Dolby Digital is an encoded compressed digital signal. It’s easy to forget that Dolby Digital is compressed, the original intention to include up to six channels (front stereo, centre, rear stereo and sub-woofer) using the equivalent bandwidth of a standard uncompressed stereo signal. While it uses a similar technique to mp3 compression, as it’s a newer and more sophisticated technology the compression artefacts are far less obvious, particularly if listening to a film or game rather than music. The promotional material emphasises the benefits of using a digital connection to the amp, including cutting out noise and interference coming from the audio cables. In my experience noise from cables is less of a problem than the interference picked up by the analogue connections on the card from the PC itself. Sure enough using the digital connection helps clean this up substantially.
The maximum number of channels that Dolby Digital Live can output is 5.1, the 7.1 features of the card only relate to its analogue outputs. This seems like a missed opportunity to the two features to complement each other, but I guess it’s a limitation of Dolby’s technology rather Terratec.
That said, I’ve yet to be convinced of the merits of including 7.1 on a budget consumer soundcard (there’s an interesting article on the usefulness or otherwise of 7.1 here. With so little 7.1 encoded material available it makes much more sense to spend the money on a higher quality 5.1 speaker system which will be more than adequate for all but the largest of living spaces. This card doesn’t have ASIO drivers so those eight channels can’t be addressed by any music software you may be running.
The card itself sports as many connections as is physically possible to include within a single PCI bracket.
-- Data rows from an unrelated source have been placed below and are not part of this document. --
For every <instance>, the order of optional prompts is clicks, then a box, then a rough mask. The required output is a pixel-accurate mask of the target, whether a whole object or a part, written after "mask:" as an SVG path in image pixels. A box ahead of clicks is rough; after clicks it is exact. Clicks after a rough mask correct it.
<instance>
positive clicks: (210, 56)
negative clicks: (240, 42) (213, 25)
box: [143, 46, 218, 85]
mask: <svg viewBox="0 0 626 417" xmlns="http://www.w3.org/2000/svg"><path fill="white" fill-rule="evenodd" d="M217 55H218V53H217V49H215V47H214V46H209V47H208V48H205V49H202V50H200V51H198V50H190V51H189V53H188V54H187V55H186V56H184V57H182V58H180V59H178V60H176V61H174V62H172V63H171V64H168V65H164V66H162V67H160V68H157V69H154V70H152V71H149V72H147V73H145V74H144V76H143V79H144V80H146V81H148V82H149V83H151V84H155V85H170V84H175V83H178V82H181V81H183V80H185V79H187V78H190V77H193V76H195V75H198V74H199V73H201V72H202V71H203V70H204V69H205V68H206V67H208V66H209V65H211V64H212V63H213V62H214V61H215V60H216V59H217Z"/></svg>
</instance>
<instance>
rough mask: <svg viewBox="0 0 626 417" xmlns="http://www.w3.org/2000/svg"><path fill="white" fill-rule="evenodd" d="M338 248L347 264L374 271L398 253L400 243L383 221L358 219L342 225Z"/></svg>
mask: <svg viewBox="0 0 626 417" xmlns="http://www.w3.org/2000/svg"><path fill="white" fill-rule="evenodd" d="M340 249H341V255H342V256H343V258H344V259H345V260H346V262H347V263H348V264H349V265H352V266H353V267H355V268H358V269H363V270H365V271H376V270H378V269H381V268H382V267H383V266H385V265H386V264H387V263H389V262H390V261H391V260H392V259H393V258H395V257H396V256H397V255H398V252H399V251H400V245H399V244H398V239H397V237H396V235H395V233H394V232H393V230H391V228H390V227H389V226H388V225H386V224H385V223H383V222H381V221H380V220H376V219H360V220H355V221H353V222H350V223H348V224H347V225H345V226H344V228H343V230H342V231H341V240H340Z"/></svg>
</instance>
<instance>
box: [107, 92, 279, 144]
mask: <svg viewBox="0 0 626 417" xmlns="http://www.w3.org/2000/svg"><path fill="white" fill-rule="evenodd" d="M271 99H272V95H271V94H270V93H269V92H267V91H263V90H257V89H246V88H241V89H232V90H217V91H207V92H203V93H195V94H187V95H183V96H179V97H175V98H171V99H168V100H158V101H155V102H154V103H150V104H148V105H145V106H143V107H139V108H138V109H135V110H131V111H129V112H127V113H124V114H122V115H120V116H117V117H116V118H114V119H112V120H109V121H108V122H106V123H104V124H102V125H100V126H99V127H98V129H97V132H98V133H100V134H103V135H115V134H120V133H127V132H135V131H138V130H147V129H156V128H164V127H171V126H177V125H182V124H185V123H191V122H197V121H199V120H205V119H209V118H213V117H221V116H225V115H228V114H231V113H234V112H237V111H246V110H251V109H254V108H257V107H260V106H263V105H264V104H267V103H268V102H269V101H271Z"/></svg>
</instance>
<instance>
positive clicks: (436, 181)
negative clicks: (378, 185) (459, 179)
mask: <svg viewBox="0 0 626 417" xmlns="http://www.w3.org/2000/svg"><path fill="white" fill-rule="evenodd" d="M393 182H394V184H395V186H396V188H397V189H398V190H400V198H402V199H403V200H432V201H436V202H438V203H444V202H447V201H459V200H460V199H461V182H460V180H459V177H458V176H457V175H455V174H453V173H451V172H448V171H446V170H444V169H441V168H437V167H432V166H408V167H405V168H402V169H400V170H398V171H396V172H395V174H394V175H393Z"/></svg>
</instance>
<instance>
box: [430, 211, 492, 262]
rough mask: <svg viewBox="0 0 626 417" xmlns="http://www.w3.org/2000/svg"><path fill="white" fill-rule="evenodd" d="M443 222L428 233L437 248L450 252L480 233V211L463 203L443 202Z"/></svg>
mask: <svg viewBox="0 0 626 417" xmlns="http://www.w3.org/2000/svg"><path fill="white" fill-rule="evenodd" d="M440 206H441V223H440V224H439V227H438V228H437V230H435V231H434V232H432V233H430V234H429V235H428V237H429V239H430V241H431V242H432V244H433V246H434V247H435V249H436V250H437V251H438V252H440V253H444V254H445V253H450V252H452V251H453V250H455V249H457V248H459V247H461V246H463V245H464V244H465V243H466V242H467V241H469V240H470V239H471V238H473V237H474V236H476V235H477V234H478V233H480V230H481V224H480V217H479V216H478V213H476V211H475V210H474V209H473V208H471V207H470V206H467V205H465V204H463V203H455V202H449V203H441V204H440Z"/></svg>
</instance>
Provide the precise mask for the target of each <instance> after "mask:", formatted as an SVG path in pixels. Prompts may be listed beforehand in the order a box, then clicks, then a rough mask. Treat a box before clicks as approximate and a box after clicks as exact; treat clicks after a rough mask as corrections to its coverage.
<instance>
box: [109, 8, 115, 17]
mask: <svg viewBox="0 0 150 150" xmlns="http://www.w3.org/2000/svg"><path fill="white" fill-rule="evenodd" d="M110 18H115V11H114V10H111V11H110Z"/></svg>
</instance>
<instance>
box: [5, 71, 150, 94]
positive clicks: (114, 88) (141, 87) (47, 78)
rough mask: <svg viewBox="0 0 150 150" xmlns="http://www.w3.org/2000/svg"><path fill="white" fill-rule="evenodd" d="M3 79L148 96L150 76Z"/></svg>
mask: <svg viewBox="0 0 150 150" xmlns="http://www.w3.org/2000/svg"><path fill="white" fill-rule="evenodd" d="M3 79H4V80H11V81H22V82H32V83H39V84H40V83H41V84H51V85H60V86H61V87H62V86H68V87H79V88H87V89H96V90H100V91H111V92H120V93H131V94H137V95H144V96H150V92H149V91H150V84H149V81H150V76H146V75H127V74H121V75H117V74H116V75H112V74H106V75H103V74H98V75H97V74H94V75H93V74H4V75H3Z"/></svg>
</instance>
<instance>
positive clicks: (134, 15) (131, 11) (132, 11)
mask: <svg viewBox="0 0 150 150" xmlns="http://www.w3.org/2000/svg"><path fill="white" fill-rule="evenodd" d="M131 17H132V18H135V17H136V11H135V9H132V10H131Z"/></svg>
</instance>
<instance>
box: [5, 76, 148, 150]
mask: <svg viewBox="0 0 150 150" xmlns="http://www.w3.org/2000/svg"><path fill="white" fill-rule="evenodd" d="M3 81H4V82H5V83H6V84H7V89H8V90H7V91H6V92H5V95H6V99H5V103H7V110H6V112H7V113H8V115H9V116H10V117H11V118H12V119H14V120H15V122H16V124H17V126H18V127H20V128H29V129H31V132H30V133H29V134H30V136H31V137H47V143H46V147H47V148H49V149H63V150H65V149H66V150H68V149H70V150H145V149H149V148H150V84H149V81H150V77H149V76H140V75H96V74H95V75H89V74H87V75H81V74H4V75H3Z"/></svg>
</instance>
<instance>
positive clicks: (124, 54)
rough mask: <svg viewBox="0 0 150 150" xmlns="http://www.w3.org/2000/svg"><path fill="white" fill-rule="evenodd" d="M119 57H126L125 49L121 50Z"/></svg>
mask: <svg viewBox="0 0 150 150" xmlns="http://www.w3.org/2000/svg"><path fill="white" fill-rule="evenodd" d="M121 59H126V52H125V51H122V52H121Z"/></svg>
They include a microphone and line input, four stereo outputs and a S/PDIF input and output (which has the Dolby Digital Live).
In terms of features beyond Dolby Digital, you get the usual EAX 2 support. Whilst the chip on the card mentions support for HRTF, or virtual surround, there was no obvious way of turning this on, unlike other Terratec cards, and using the positional software test that forms part of the Right Mark 3D Sound test didn’t reveal any difference when the sound is placed behind the listener.